# 1940-41 Collegiate Sears (elgin) Mens Bicycle Cleaned Up



## Robertriley (Sep 17, 2016)

It's been a busy day but I was still able to knock out the new Collegiate.
Here it is from eBay





It was nicely packed and they even left directions on how to put it back together...lol


 



Unwrapped and on the stand




The whole bike had faded and blotchy paint but a ton of potential.

 






View attachment 361083

View attachment 361084

View attachment 361085

View attachment 361086


----------



## Robertriley (Sep 17, 2016)

The polishing begins

Half the guard finished




Before and after the fender


 

 

It had only one pedal and a beautiful kids seat




All done.  I should do the whole thing one more time but I don't see that happening.


----------



## Robertriley (Sep 17, 2016)

I'm wondering it they came with that little seat.  Here's another original one with the same little single bar frame seat.
http://www.nostalgic.net/1938-1941-sears-collegiate-elgin


----------



## Robertriley (Sep 17, 2016)




----------



## MrAustralia (Sep 17, 2016)

That looks awesome!

Amazing what a bit of "elbow grease" will do!


----------



## Robertriley (Sep 17, 2016)

Thankls, My back is killing me after working on it but a couple Advil and a beers really helps


----------



## Robertriley (Sep 17, 2016)

MrAustralia said:


> That looks awesome!
> 
> Amazing what a bit of "elbow grease" will do!

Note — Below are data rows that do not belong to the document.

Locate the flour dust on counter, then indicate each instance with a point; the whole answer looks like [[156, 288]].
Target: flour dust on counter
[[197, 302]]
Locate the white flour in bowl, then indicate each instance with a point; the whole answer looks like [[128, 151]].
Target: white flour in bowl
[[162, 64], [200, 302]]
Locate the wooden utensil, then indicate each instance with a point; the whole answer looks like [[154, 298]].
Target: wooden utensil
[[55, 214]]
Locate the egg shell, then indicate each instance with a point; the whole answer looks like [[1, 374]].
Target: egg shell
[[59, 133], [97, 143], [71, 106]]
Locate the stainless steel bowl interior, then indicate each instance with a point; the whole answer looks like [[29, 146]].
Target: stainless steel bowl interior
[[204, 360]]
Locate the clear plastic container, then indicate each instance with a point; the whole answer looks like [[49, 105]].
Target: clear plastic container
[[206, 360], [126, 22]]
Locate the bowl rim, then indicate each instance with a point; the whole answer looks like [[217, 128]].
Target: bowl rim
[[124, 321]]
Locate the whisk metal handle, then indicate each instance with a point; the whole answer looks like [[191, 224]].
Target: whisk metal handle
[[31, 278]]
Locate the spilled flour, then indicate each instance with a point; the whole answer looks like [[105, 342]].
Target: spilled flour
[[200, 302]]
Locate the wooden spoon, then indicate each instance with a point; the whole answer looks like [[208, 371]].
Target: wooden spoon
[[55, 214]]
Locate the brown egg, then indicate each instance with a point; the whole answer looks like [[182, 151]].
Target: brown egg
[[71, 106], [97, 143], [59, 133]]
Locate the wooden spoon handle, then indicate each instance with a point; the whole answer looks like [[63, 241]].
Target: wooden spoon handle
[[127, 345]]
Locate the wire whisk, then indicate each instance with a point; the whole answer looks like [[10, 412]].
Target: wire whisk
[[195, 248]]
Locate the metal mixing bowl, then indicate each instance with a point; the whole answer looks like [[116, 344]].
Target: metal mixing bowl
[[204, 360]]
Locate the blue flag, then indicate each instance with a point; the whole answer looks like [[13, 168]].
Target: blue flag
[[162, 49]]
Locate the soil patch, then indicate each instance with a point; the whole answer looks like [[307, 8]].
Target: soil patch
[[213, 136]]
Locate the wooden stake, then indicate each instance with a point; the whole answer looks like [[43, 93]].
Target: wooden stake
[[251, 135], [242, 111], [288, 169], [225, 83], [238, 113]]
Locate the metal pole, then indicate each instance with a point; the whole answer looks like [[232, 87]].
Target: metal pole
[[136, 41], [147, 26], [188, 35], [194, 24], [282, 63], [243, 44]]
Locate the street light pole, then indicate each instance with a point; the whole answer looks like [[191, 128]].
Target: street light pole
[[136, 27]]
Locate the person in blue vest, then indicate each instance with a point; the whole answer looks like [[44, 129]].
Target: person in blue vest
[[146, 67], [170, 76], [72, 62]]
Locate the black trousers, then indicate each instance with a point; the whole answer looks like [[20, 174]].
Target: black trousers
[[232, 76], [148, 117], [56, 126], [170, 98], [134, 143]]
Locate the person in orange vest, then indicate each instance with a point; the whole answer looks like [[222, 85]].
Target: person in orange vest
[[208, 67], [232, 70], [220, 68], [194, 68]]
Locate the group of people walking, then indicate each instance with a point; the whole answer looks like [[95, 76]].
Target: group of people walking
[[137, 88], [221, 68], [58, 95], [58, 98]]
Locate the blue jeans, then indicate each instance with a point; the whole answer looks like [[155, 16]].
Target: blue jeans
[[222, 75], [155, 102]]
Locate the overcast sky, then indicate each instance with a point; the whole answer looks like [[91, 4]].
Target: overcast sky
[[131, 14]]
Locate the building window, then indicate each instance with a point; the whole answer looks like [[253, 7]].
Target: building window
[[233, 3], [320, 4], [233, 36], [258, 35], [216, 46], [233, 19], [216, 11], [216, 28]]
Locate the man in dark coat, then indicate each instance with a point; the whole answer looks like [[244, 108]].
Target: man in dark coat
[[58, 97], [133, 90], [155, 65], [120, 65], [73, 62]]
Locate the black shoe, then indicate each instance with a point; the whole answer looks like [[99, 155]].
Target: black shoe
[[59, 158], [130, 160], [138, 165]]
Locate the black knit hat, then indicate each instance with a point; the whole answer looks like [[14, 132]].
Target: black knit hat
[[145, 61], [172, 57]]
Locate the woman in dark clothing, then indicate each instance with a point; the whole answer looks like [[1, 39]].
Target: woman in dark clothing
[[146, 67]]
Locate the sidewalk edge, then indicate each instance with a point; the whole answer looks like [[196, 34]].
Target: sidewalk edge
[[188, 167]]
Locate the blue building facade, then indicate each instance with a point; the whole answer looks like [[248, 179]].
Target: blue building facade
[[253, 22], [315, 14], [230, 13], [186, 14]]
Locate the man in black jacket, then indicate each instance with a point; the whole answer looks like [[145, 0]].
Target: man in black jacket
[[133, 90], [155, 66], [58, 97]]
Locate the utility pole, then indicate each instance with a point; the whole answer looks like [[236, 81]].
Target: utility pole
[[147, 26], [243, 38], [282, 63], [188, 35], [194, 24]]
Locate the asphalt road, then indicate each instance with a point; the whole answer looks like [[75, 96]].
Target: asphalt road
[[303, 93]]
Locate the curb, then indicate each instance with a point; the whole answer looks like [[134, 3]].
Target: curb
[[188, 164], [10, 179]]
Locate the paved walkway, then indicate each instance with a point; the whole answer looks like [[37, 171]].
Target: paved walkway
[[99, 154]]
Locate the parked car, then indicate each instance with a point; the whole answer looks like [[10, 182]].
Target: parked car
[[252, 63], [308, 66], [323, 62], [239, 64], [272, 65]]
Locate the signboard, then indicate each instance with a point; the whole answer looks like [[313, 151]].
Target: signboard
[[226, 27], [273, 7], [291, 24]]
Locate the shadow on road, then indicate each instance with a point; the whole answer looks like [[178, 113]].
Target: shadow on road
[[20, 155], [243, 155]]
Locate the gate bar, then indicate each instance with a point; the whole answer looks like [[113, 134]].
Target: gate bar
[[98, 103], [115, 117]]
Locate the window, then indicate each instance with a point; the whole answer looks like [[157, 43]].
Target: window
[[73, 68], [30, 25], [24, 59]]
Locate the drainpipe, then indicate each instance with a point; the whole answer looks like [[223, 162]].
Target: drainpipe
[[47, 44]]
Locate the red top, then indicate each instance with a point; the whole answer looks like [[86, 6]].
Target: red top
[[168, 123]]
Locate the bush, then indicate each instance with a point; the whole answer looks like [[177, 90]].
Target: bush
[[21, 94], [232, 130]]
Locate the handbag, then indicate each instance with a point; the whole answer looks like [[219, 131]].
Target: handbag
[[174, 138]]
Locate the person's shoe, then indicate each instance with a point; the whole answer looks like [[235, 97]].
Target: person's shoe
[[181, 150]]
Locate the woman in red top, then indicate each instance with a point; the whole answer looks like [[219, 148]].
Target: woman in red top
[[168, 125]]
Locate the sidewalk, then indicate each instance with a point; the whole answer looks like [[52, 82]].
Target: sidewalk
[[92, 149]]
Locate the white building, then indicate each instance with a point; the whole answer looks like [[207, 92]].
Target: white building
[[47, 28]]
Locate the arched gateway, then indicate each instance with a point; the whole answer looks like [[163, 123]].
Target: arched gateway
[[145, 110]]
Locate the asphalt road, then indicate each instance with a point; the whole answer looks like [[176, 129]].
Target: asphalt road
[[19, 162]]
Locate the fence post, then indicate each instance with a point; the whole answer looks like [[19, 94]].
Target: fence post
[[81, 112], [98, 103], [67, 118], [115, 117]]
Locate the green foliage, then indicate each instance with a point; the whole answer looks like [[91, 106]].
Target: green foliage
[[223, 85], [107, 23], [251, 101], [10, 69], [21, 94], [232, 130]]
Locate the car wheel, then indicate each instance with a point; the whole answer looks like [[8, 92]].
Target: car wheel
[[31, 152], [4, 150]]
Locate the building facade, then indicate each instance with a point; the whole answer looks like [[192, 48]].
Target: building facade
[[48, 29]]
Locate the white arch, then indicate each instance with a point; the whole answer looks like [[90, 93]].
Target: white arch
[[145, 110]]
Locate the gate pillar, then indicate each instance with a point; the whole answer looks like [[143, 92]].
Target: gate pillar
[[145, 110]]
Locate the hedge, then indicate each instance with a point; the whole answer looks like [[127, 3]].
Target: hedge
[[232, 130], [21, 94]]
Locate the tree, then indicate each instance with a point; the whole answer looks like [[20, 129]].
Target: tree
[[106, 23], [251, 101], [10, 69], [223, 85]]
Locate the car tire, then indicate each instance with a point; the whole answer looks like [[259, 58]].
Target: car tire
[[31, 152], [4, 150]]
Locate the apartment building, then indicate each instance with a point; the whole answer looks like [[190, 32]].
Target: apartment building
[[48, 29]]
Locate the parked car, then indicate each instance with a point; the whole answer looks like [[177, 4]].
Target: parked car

What did you do with that longtank Rollfast?


----------



## Jarod24 (Sep 17, 2016)

What did you use to polish it up?


----------



## Robertriley (Sep 17, 2016)

I tried everything that I had at home but then had to break down and get this.


----------



## Jarod24 (Sep 17, 2016)

Looks good man, I'll have to give that stuff a try


----------



## rollfaster (Sep 18, 2016)

Wow! Great looking bike!


----------



## CWCMAN (Sep 18, 2016)

Looks great Chris. I like it!

I'll have to try that product from Meguiars but another good product that works wonders is TR3.


----------



## Handle Bar Hoarder (Sep 18, 2016)

Robertriley said:


> It's been a busy day but I was still able to knock out the new Collegiate.
> Here it is from eBay
> View attachment 361078
> 
> ...



that is a nice bike good find I was going to go for it on e bay but did not  that,s a good one


----------



## Euphman06 (Sep 18, 2016)

I use the ultimate compound too, have always loved how things turn out with it.


----------



## Stickley (Sep 18, 2016)

Ultimate compound is the best ! Great bike looks fantastic !


----------



## littleman (Dec 10, 2022)

Nice work


----------



## Vinz (Dec 12, 2022)

Great condition ! A true survivor , with it's original paintjob  .👏


----------